I have been speaking with considerably more candor than you may be accustomed to hearing from a rabbi. But I do not feel that I am conveying a pessimistic message so much as a wake-up call. What I have just described need not be a catastrophe. When certain religious ideas have lost their viability, they have faded away. If the prevailing ideas of God, whether Jewish or otherwise, no longer work in this day and age, these ideas need to be revised or discarded.
Therefore, the question “Does God have a future?” is especially important for us. And, lest there be any doubt, let me state it clearly: Absolutely, God does have a future. I am sure that God is much relieved to hear this! Human beings have always found ways to reinvent their faith for themselves, in order to cultivate their sense of the wonder and the meaning of life itself. And I am certain we will do the same.
Where are we going to turn to replace the God that no longer seems to works for so many people? There can be no single answer or panacea, of course, and I would not pretend otherwise. However, I would like to share with you what I regard as one of the most intelligent and creative ideas to come along in a very long time. Rabbi Harold Schulweis, of Encino, California has been the most influential pulpit rabbi in America. He is respected for both his intellect and also his willingness to think and express himself, as they say, “outside the box.” A few years ago, he wrote a little book entitled “For Those Who Can’t Believe.” Let me read for you one excerpt:
“I propose a shift of focus, from noun to verb, from subject to predicate, from God as a person to Godliness…Godliness is exhibited in the activities of doing justly, healing the sick, raising the fallen, supporting the disadvantaged…. To believe in Godliness is to believe in the verbs that refer to the activities of divinity. To behave in a Godly fashion is to realize in one’s life the attributes of Godliness that are present in all human energies…the question to be asked of those who seek God is not whether they believe in the noun that cannot be known but whether they believe in the verbs of Godliness: healing the sick, feeding the hungry, supporting the fallen, pursuing peace, loving the neighbor…If we know anything about God, it is not God the noun but God the verb, not God the inscrutable but God’s knowable qualities that may be reflected in human behavior.”

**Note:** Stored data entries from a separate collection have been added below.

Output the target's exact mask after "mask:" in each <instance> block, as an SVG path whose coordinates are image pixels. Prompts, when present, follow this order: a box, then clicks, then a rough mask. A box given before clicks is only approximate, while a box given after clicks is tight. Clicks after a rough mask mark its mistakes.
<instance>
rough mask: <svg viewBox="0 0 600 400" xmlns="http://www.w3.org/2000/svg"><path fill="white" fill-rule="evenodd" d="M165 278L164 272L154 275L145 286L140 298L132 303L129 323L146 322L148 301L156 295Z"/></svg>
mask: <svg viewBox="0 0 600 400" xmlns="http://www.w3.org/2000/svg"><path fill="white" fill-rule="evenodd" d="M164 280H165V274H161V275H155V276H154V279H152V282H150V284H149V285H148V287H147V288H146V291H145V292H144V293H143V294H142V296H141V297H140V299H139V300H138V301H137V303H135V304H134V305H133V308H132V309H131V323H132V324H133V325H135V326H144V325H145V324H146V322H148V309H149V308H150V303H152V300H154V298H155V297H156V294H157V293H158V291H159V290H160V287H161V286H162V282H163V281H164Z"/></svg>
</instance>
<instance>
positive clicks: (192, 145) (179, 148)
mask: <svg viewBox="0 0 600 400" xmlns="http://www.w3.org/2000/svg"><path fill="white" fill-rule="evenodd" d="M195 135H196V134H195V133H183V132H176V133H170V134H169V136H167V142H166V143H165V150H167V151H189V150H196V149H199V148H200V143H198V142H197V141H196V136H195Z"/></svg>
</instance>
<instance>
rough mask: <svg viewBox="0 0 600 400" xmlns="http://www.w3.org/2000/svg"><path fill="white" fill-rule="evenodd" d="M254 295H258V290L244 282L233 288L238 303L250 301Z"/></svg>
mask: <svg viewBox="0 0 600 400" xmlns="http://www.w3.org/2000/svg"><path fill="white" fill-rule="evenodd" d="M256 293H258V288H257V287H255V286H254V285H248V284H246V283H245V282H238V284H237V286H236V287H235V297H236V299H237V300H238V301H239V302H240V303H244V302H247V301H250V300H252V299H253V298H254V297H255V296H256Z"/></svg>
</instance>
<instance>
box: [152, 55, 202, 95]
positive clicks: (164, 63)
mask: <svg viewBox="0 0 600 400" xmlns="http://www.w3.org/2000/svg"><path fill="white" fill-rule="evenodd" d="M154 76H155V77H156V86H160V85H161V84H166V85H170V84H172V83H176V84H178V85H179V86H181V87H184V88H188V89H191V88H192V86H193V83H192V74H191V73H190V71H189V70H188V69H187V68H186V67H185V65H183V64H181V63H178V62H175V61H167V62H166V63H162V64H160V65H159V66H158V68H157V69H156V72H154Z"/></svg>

What Rabbi Schuweis suggests is that we should try to do away with the conventional assumption that God behaves as a Personality, with His own motivations and emotions. We should also do away with the assumptions that God responds to flattery as in many conventional prayers, or that God can be bargained with. If we can, at last, free ourselves of the unintentional and yet almost inevitable manner of thinking of God anthropomorphically, then we can also stop ascribing to God attributes, behaviors and emotions which really don’t make much sense any more, and which are destined to disappoint.
You might wonder then, what could possibly be the purpose of reciting prayers and of public worship, if God indeed is not listening. The answer is actually very simple. We are the ones that need to be listening. When we take to heart the essence of our worship, then our prayers reach their intended destination, that destination being the spirit of Godliness that is in each of us. To the question, “Does prayer move God to act?” the answer is that prayer moves God only if we who pray are moved to respond with Godliness.. If we pray and do not hear, or pray and do not intend to act, then we are just hoping for magic. The real question is not whether God is listening, but whether we are. Where am I in all this? Am I listening to my own prayers? Can I myself answer any part of that for which I pray?

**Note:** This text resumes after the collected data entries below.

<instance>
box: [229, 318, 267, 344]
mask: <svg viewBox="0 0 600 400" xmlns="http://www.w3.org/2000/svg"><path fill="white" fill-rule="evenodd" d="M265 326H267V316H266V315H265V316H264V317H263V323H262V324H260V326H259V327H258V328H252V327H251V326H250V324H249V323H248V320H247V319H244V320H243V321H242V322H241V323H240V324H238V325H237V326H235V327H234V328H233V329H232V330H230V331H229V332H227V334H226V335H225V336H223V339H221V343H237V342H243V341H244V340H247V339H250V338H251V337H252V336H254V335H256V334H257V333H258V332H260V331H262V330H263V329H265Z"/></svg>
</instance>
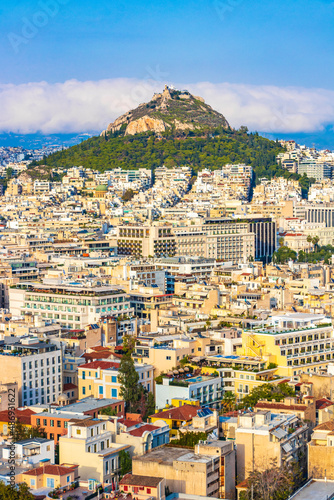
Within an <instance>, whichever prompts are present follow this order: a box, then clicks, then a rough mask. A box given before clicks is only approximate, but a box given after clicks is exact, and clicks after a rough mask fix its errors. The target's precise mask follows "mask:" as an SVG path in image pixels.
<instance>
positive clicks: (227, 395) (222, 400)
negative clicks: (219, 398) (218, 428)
mask: <svg viewBox="0 0 334 500" xmlns="http://www.w3.org/2000/svg"><path fill="white" fill-rule="evenodd" d="M235 401H236V396H235V394H234V393H233V392H232V391H226V392H224V396H223V398H222V408H223V412H228V411H232V410H234V408H235Z"/></svg>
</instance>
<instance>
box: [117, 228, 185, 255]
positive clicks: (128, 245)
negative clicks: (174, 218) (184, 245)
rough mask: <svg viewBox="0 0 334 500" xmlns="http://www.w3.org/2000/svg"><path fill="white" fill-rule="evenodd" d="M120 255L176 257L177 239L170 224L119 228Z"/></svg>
mask: <svg viewBox="0 0 334 500" xmlns="http://www.w3.org/2000/svg"><path fill="white" fill-rule="evenodd" d="M117 249H118V255H133V256H136V257H149V256H151V257H153V256H155V257H169V256H173V255H175V238H174V236H173V234H172V226H171V225H169V224H165V225H160V226H153V225H134V224H126V225H120V226H118V227H117Z"/></svg>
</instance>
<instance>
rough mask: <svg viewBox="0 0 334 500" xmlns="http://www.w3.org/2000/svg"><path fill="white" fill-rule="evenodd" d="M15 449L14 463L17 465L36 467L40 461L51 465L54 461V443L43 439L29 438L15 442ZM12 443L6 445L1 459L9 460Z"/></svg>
mask: <svg viewBox="0 0 334 500" xmlns="http://www.w3.org/2000/svg"><path fill="white" fill-rule="evenodd" d="M13 444H14V448H15V461H16V463H17V464H19V463H20V464H22V462H25V463H29V464H32V465H35V466H36V465H37V464H39V462H41V461H49V462H50V463H51V464H53V463H54V460H55V449H54V448H55V447H54V441H53V440H51V439H45V438H39V437H37V438H29V439H25V440H23V441H16V442H15V443H13ZM11 449H12V443H11V444H10V445H6V446H5V447H4V448H3V449H2V458H3V459H6V460H9V459H10V457H11V453H10V452H11Z"/></svg>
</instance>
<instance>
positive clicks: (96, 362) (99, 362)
mask: <svg viewBox="0 0 334 500" xmlns="http://www.w3.org/2000/svg"><path fill="white" fill-rule="evenodd" d="M82 368H84V369H86V368H90V369H92V370H96V369H97V368H101V370H107V369H108V368H119V363H117V362H114V361H92V362H91V363H86V364H85V365H80V366H78V369H82Z"/></svg>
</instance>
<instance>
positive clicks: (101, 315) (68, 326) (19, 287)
mask: <svg viewBox="0 0 334 500" xmlns="http://www.w3.org/2000/svg"><path fill="white" fill-rule="evenodd" d="M9 302H10V310H11V312H12V314H13V315H18V316H19V315H21V314H23V313H27V312H31V313H33V314H35V315H39V316H41V317H42V318H43V319H45V320H48V321H55V322H56V323H58V324H60V325H61V326H62V327H63V328H68V329H81V328H84V327H85V326H86V325H89V324H93V323H96V322H97V321H98V320H99V319H100V317H101V316H105V315H106V314H109V315H111V314H112V315H114V316H119V315H120V314H130V313H131V309H130V303H129V299H128V297H127V295H126V293H125V292H124V291H123V290H120V289H119V288H117V287H113V286H94V285H91V284H89V283H87V284H82V283H69V284H63V283H61V284H59V283H58V284H54V285H49V284H48V285H47V284H44V283H43V284H42V283H38V284H37V283H27V282H26V283H24V284H22V286H19V285H18V286H17V287H16V288H11V289H10V291H9Z"/></svg>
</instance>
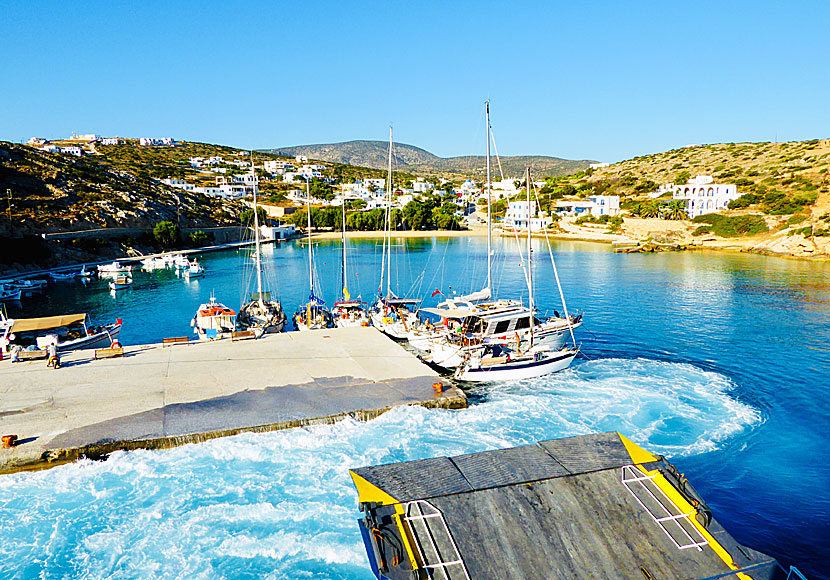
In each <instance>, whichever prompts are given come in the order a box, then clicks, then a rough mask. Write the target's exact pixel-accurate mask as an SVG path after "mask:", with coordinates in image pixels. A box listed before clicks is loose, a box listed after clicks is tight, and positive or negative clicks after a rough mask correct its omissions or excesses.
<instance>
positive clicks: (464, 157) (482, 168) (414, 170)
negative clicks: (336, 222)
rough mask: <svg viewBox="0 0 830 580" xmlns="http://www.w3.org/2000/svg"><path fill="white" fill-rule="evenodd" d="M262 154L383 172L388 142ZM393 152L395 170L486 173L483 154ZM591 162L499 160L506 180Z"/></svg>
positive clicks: (558, 173) (343, 145) (512, 157)
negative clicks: (438, 153) (376, 170)
mask: <svg viewBox="0 0 830 580" xmlns="http://www.w3.org/2000/svg"><path fill="white" fill-rule="evenodd" d="M262 151H264V152H268V153H276V154H278V155H289V156H296V155H305V156H306V157H308V158H310V159H317V160H319V161H328V162H330V163H346V164H348V165H358V166H362V167H372V168H375V169H386V166H387V163H388V161H387V160H388V158H389V143H388V142H387V141H346V142H343V143H326V144H319V145H298V146H293V147H280V148H277V149H263V150H262ZM392 153H393V158H392V168H393V169H394V170H395V171H404V172H412V173H417V174H430V175H461V176H468V177H483V176H484V174H485V172H486V159H485V156H483V155H466V156H462V157H438V156H437V155H433V154H432V153H430V152H429V151H426V150H424V149H421V148H420V147H415V146H413V145H406V144H404V143H395V144H394V147H393V150H392ZM491 163H492V172H493V179H495V180H497V179H499V168H498V163H497V161H496V158H495V156H493V158H492V161H491ZM590 163H593V161H590V160H588V159H580V160H574V159H561V158H559V157H547V156H544V155H522V156H517V157H502V158H501V167H502V171H503V172H504V176H505V177H506V178H518V177H521V176H522V175H523V174H524V171H525V168H526V167H528V166H530V167H531V170H532V171H533V172H534V175H535V176H537V177H541V176H545V175H567V174H569V173H575V172H577V171H579V170H581V169H585V168H586V167H588V165H589V164H590Z"/></svg>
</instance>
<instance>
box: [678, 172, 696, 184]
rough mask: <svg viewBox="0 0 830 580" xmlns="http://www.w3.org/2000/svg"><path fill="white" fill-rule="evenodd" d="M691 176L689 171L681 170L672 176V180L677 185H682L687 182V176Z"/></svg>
mask: <svg viewBox="0 0 830 580" xmlns="http://www.w3.org/2000/svg"><path fill="white" fill-rule="evenodd" d="M691 176H692V174H691V173H689V172H688V171H685V170H684V171H681V172H680V173H678V174H677V175H676V176H675V177H674V182H675V183H676V184H678V185H683V184H684V183H688V182H689V178H690V177H691Z"/></svg>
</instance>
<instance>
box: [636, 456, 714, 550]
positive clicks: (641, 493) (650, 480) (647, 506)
mask: <svg viewBox="0 0 830 580" xmlns="http://www.w3.org/2000/svg"><path fill="white" fill-rule="evenodd" d="M656 476H657V474H656V473H655V474H653V475H646V474H644V473H642V472H641V471H639V470H638V469H637V468H636V467H634V466H633V465H625V466H623V467H622V473H621V481H622V484H623V485H624V486H625V487H626V489H627V490H628V491H629V492H631V495H633V496H634V499H636V500H637V503H639V504H640V505H641V506H642V508H643V509H644V510H646V512H647V513H648V514H649V515H650V516H651V518H652V519H653V520H654V522H655V523H656V524H657V525H658V526H660V529H662V530H663V531H664V532H665V533H666V535H667V536H668V537H669V539H670V540H671V541H672V543H673V544H674V545H675V546H676V547H677V548H679V549H680V550H687V549H689V548H695V549H697V550H698V551H699V552H702V551H703V549H702V547H701V546H706V545H708V544H709V541H708V540H707V539H706V538H705V537H704V536H703V534H702V533H701V532H700V530H699V529H698V528H697V526H695V525H694V523H693V522H692V518H694V517H695V514H696V513H697V512H696V511H695V510H692V511H690V512H689V513H683V512H681V511H680V509H679V508H678V507H677V506H676V505H675V503H674V502H673V501H672V500H671V499H670V498H669V496H667V495H666V493H665V492H664V491H663V490H662V489H660V486H658V485H657V484H656V483H655V482H654V478H655V477H656ZM647 504H648V505H647ZM693 536H695V537H693Z"/></svg>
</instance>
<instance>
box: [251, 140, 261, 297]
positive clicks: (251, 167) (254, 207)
mask: <svg viewBox="0 0 830 580" xmlns="http://www.w3.org/2000/svg"><path fill="white" fill-rule="evenodd" d="M251 177H252V178H253V179H252V181H251V183H252V184H253V187H254V239H255V240H256V291H257V302H259V305H260V306H262V307H264V304H263V300H262V261H261V260H262V253H261V252H260V251H259V211H257V210H258V207H257V204H256V165H255V164H254V152H253V151H251Z"/></svg>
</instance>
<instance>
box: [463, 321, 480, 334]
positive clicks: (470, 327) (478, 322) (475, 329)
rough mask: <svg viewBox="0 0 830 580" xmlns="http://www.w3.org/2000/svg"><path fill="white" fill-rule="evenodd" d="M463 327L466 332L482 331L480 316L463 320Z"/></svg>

Rabbi Schulweis’ ideas are not as novel as you might think. In the Book of Isaiah, we read: “You are my witnesses, says the Eternal One.” To this statement, the commentary adds, “If you are my witnesses, then I am God. If you are not my witnesses, then I am, as it were, not God.”
To put this a little more succinctly, what Rabbi Schulweis teaches is that we can never know God, but we can know a lot about Godliness. And that Godliness is close at hand. It is planted in each human soul, and is the source of all of our best and highest values.

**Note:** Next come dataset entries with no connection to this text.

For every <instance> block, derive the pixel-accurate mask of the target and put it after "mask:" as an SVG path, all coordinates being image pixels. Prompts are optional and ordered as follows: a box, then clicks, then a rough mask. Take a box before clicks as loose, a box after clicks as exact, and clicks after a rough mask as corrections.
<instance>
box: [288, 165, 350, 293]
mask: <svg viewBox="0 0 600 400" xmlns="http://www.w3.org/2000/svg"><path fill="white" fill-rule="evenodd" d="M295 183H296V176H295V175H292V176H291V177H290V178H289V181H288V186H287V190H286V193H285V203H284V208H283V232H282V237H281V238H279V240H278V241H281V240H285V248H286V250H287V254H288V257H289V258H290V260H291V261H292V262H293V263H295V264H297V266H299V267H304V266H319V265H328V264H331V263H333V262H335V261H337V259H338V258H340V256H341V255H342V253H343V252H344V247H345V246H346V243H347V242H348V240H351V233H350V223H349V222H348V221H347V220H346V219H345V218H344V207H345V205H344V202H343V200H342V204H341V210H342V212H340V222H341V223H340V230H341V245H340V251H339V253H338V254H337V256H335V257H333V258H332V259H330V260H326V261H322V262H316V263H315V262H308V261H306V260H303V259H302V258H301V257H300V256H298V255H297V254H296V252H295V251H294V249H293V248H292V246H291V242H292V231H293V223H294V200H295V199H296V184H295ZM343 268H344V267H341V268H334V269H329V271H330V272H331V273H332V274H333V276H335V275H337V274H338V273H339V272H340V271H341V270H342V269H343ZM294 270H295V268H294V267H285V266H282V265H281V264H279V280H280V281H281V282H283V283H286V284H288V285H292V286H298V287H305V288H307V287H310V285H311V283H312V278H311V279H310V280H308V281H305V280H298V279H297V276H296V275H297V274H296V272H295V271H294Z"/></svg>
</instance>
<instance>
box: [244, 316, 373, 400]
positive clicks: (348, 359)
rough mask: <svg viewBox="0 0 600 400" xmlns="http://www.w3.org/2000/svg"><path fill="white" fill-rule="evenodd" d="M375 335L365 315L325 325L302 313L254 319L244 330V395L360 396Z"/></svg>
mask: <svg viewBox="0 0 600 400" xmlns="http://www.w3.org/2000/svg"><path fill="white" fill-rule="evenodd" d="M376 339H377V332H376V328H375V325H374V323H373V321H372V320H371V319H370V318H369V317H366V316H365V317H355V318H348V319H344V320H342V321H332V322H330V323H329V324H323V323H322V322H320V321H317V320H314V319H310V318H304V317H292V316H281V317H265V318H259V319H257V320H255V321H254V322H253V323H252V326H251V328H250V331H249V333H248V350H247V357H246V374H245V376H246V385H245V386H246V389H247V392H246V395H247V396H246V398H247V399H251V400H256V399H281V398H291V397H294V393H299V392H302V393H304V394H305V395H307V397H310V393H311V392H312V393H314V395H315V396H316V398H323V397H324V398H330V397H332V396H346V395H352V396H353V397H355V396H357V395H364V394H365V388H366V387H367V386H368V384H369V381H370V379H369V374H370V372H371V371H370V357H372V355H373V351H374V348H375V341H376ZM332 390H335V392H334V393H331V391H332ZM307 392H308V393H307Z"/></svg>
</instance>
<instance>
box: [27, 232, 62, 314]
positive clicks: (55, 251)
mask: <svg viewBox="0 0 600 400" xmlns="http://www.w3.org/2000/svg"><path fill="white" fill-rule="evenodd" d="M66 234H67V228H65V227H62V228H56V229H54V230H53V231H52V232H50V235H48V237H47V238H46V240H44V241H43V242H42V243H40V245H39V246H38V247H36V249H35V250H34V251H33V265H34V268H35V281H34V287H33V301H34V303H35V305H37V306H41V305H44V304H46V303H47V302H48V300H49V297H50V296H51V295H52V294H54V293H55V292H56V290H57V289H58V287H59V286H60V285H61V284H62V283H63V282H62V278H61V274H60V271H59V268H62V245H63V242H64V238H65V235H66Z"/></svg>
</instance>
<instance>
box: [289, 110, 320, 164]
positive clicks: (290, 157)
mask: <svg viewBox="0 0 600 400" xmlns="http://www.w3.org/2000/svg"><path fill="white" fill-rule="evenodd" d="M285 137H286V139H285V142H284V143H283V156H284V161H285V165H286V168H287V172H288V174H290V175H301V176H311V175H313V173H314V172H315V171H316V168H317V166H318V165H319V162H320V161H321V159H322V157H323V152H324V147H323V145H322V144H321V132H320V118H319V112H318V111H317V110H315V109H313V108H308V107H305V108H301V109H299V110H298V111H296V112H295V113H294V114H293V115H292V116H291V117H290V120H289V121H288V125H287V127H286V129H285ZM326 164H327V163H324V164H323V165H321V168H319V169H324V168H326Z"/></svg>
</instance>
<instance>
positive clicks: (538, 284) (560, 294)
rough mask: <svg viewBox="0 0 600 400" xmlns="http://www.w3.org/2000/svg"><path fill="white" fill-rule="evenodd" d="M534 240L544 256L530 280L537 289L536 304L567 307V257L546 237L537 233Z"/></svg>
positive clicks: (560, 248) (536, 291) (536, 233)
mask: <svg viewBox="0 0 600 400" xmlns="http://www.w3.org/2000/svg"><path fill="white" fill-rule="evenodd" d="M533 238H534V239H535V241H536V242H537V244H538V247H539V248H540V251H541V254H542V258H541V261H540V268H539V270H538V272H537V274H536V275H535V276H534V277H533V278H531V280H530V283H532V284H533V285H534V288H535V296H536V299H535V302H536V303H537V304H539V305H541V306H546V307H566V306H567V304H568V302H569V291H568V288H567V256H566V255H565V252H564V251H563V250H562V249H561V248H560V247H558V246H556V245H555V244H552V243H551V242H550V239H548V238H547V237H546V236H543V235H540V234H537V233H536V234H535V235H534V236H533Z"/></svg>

Another Midrash: It is said that the angels grew jealous of God’s intention to endow Adam and Eve with His own image. Should mere mortals be so gifted? They plotted to hide the Divine Image. Some angels proposed that it be hidden beneath the seas, others that it be buried in the tallest mountains. But the shrewdest angel dismissed their plans. ‘These human being are ambitious. They will search high and low to find the treasure. Let us hide it within the soul of the human being. It is the last place in the world that they will think of looking for it.”
Rabbi Menachem Mendel once said: “All my life I have struggled in vain to know what human existence is all about. Now I know. People are the language of God.” And, if I may be so bold as to modify his words, I would say: People are God’s mirror. Each of us is a unique and reflection of Godliness. May that awareness of our own Godliness remain with us in word and in deed, in the year that lies before us.